Naturalmente nessuno sostiene che se sono in ballo i miliardi è bene che la magistratura si tenga fuori. E’ chiaro che se ci sono indizi seri di un reato grave, la magistratura deve intervenire, senza opportunismi e senza guardare in faccia a nessuno. Il problema è che negli ultimi tempi si hanno pochissime notizie di inchieste che hanno portato alla condanna. Lo scarto tra il clamore, talvolta drammatico, provocato dall’apertura delle inchieste sui politici o nelle grande aziende e i risultati delle inchieste è uno scarto gigantesco.
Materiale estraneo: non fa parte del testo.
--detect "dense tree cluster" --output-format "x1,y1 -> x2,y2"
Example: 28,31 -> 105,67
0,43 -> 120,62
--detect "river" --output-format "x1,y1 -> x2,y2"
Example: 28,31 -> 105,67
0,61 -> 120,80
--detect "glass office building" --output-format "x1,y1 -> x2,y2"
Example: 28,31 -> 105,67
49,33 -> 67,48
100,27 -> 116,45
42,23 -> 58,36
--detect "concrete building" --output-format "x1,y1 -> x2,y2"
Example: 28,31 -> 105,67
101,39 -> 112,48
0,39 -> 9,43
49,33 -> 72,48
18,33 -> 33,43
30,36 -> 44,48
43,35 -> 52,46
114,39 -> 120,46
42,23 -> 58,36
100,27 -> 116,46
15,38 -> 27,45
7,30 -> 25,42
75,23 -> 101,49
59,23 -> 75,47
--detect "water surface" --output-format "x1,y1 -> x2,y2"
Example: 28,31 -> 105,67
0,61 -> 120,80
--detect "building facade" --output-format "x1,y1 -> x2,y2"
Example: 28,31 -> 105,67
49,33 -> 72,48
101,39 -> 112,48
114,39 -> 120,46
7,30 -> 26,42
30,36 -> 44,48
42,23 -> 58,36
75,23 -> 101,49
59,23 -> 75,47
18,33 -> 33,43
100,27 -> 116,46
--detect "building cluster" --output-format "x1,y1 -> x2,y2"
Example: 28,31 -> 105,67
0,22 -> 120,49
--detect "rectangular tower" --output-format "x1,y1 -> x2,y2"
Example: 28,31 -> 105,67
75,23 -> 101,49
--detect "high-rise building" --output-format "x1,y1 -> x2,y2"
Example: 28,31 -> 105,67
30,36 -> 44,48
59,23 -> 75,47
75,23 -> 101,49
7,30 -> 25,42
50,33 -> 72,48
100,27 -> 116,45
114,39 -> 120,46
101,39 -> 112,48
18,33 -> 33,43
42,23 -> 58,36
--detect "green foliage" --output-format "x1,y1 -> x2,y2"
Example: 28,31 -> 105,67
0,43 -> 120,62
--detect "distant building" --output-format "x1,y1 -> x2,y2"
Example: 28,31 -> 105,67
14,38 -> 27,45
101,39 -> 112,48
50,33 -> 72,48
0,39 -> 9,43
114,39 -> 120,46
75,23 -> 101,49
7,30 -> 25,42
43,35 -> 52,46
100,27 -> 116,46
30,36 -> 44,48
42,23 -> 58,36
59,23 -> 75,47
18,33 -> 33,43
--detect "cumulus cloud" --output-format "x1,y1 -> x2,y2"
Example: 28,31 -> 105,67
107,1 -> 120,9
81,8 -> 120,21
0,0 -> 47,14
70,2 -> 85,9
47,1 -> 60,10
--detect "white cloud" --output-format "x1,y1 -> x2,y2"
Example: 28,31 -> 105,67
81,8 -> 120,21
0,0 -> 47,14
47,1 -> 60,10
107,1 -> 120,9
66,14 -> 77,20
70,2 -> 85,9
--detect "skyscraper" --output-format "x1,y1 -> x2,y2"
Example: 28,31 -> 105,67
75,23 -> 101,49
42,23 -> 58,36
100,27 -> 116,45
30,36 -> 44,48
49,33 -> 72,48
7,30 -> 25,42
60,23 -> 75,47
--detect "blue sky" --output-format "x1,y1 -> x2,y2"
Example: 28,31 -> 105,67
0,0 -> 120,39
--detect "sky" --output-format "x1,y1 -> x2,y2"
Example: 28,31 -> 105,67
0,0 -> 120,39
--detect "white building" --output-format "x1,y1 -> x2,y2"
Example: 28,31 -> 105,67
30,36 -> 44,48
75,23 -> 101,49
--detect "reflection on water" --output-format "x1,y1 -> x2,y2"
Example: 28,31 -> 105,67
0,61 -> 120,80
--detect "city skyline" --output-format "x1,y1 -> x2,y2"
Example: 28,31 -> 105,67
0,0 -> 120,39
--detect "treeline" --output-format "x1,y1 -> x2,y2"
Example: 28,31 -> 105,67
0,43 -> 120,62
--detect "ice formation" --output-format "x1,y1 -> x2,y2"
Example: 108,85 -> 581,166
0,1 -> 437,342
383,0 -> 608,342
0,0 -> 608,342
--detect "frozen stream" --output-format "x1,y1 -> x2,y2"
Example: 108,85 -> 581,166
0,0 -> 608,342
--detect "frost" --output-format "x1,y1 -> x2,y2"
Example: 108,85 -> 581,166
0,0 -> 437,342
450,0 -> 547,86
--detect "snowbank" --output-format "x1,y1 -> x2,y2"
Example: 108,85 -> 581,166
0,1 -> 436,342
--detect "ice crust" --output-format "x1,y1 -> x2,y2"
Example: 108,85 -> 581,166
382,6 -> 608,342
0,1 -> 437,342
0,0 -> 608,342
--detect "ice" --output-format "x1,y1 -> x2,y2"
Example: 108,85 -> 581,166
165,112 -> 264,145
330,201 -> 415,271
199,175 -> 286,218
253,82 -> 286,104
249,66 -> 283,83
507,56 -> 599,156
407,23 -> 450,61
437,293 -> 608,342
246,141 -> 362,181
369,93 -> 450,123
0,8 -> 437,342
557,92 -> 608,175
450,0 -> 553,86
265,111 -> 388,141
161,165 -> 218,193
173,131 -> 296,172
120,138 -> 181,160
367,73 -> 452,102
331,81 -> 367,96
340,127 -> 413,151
Sarebbe forse il caso di ragionarci. E di vedere se non è il caso di portare qualche correttivo. Non solo per rendere più giusto il funzionamento della nostra società, e più salde le garanzie di giustizia dei cittadini, ma anche per la credibilità della magistratura. La quale credibilità, se in questi vent’anni non fosse stata sostenuta con incredibile utilizzo di mezzi, da quasi tutto il fronte dell’informazione, oggi probabilmente sarebbe a livelli ancor più bassi da quelli raggiunti dalla politica.
Il fatto è che finché chiunque può in allegria procedere in inchieste, anche in assenza di prove, e può costruire su queste inchieste il proprio successo mediatico, e se poi va tutto a carte quarantotto non succede niente, e chi ha avviato l’inchiesta non solo non paga in “euro” ( come succede a quasi tutti gli altri professionisti), ma neppure in carriera, in possibilità di avanzamento e di successo, voi capite che è difficile frenare la “pulsione” irrefrenabile ad aprire sempre nuove inchieste sui “Grandi Imputati”. E addirittura, succede, come nel caso Finmeccanica, che se il tribunale assolve, c’è una Procura che non si arrende, perché ha un’idea di uso personale della macchina della giustizia - non è in grado di interpretare l’interesse generale - e ricorre in appello sulla base di nulla.
Ecco, di fronte a questa situazione dovrebbe essere interesse in primo luogo della magistratura ragionare, impegnarsi e trovare dei correttivi. Perché il rischio è che l’idea di onnipotenza, dominante in alcuni magistrati, mandi a scatafascio tutta la macchina della giustizia, a partire dalla magistratura.